Sitôt les cris et les larmes oubliés du côté de Berlin, la planète football a retrouvé les joies ou plutôt les vicissitudes de la vie de club. Les paillettes ont laissé place à une chaleur plombante pour la première sortie officielle de l'OM version 2006-2007. Et quoi de neuf nous direz vous pour un match de Coupe Intertoto face à la formation ukrainienne de Dniepropetrovsk?
Finalement pas grand chose. Non pas que l'OM de cette saison soit la copie conforme de l'an passé mais les matches d'avant-saison accouche rarement de parties endiablées à souhait où le beau jeu est à l'honneur. La chaleur, toute méridionale, laissait d'ailleurs bien présager d'une soirée de vacances plutôt que d'une soirée européenne. Dans un stade Parmesain de Fos-Sur-Mer bien garni (6884 spectateurs), les chants marseillais se faisaient rapidement entendre.
Zubar prend date
Mais si l'ambiance était présente dans les travées, le spectacle offert sur la pelouse rappelait rapidement que nous étions au mois de juillet. En pleine phase préparatoire, Marseille n'a pas réellement pu imposer sa griffe sur une rencontre que les Ukrainiens ont maîtrisé le plus souvent. Malgré des occasions de Maoulida seul face au portier Kuslig (23e), ou encore ce même Toifilou frappant de la tête sur le poteau, rien ne permettait de voir la situation se décanter.

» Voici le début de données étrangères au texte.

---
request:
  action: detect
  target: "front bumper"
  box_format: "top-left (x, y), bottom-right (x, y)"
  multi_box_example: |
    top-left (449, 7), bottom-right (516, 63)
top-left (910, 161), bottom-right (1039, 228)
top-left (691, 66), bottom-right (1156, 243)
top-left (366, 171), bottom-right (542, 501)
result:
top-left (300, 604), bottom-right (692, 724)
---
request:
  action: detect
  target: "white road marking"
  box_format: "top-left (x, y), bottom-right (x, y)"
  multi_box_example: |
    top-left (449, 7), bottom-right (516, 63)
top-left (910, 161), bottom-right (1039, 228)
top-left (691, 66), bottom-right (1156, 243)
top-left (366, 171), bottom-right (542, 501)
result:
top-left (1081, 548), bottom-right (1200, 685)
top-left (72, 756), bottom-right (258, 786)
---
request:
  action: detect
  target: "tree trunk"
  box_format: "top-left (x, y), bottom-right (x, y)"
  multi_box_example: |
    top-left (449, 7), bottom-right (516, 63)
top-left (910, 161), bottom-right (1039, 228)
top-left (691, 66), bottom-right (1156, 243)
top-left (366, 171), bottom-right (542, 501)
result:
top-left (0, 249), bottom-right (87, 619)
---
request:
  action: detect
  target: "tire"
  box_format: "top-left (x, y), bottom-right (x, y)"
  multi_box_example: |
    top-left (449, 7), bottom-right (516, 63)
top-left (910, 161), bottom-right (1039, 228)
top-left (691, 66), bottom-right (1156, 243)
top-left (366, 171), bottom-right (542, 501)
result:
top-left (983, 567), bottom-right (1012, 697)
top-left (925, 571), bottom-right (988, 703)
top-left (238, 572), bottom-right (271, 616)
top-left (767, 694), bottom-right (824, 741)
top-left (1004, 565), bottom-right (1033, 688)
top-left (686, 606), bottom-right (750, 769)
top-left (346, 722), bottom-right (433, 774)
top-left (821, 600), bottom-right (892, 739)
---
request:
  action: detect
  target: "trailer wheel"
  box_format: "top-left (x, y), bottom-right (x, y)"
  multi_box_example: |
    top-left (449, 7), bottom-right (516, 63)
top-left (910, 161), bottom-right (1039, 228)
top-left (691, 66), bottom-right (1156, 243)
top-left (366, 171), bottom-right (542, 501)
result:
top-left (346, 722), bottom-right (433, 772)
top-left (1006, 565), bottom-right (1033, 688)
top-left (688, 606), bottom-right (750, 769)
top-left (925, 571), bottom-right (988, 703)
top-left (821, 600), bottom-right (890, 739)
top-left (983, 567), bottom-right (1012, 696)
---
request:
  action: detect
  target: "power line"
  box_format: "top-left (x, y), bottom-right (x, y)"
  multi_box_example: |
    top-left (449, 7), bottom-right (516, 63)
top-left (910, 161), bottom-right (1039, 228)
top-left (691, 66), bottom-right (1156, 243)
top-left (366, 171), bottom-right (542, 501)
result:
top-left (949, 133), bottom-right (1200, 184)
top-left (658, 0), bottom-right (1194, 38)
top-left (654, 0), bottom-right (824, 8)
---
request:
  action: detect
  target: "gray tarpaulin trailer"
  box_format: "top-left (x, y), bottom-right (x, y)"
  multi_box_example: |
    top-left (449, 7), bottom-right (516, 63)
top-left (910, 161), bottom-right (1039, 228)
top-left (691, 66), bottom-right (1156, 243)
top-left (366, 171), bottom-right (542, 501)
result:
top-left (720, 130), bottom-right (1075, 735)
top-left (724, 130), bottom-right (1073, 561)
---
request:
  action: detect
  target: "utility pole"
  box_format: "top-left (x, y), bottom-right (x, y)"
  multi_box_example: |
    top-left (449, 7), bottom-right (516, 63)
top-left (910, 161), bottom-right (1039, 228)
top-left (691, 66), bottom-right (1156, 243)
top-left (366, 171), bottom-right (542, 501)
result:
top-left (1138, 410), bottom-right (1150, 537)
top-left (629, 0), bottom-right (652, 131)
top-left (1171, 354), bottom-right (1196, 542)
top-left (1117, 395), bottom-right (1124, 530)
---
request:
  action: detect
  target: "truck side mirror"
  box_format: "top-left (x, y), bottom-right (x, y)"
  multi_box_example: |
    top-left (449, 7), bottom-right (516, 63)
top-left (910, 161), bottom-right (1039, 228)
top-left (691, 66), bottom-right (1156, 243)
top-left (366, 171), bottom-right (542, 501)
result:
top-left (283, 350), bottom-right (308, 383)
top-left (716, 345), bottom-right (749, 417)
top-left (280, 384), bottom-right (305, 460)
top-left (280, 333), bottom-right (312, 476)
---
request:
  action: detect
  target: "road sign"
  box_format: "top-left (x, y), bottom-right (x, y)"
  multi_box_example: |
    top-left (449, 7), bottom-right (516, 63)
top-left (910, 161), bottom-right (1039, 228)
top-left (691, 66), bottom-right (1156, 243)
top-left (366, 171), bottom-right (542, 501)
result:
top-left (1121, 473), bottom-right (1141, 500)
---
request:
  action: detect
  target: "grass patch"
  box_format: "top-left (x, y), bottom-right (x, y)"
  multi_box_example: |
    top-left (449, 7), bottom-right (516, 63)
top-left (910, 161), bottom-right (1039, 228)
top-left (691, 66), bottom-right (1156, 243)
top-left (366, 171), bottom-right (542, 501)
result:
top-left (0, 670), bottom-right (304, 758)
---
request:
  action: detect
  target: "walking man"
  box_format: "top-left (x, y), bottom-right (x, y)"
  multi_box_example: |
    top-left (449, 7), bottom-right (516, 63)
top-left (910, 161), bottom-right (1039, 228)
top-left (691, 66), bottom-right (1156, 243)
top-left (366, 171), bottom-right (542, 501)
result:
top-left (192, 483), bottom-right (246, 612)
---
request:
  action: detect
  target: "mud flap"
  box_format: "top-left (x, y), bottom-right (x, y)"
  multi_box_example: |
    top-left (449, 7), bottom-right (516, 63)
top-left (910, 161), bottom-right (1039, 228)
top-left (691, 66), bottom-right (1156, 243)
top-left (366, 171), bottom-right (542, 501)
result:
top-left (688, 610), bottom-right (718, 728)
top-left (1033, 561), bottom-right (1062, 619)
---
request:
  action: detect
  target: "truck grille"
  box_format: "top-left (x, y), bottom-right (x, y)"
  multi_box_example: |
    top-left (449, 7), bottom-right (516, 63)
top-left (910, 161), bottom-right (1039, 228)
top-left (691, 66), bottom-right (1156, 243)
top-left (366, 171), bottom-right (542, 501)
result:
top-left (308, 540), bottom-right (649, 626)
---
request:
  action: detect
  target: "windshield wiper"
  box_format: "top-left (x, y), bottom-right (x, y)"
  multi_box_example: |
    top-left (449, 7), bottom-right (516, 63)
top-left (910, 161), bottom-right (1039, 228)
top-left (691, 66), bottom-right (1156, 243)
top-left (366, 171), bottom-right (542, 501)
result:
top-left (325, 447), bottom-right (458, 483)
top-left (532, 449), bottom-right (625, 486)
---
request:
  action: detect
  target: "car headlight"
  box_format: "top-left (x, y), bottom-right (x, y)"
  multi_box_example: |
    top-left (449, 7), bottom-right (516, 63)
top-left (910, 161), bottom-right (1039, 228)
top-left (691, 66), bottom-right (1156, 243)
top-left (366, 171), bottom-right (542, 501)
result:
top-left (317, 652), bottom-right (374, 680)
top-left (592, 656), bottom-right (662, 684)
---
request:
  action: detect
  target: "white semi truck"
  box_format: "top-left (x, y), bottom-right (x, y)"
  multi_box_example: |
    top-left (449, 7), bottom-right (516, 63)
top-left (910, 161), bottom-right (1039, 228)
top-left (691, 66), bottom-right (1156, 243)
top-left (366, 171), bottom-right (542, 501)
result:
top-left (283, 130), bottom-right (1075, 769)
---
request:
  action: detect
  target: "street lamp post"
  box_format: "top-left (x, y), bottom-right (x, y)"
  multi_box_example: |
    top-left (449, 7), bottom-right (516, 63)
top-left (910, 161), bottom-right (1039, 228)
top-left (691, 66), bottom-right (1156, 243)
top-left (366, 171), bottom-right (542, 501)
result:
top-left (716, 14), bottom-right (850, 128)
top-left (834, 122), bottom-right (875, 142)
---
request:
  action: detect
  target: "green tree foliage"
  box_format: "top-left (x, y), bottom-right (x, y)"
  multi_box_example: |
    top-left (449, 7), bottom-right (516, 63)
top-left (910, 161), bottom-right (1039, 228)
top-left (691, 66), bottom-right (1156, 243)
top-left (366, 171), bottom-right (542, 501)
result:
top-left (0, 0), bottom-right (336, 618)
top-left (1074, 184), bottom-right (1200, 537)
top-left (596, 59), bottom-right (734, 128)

Au retour des vestiaires, les hommes d'Albert Emon tentaient bien de faire la différence mais le manque de préparation se faisait cruellement sentir. Un coup-franc de Niang puis une demi-volée de Pagis donnèrent bien quelques frissons au public phocéen mais rien n'y changea. A défaut d'inspiration et de réalisme devant le but, Marseille pouvait toujours retenir la bonne entrée en matière du nouveau venu, Zubar. L'ex Caennais, très présent dans les duels, a tout pour devenir l'un des joueurs clés de l'effectif olympien et son entente avec l'Argentin Civelli aura permis de poser les jalons d'une bonne entente pour le futur.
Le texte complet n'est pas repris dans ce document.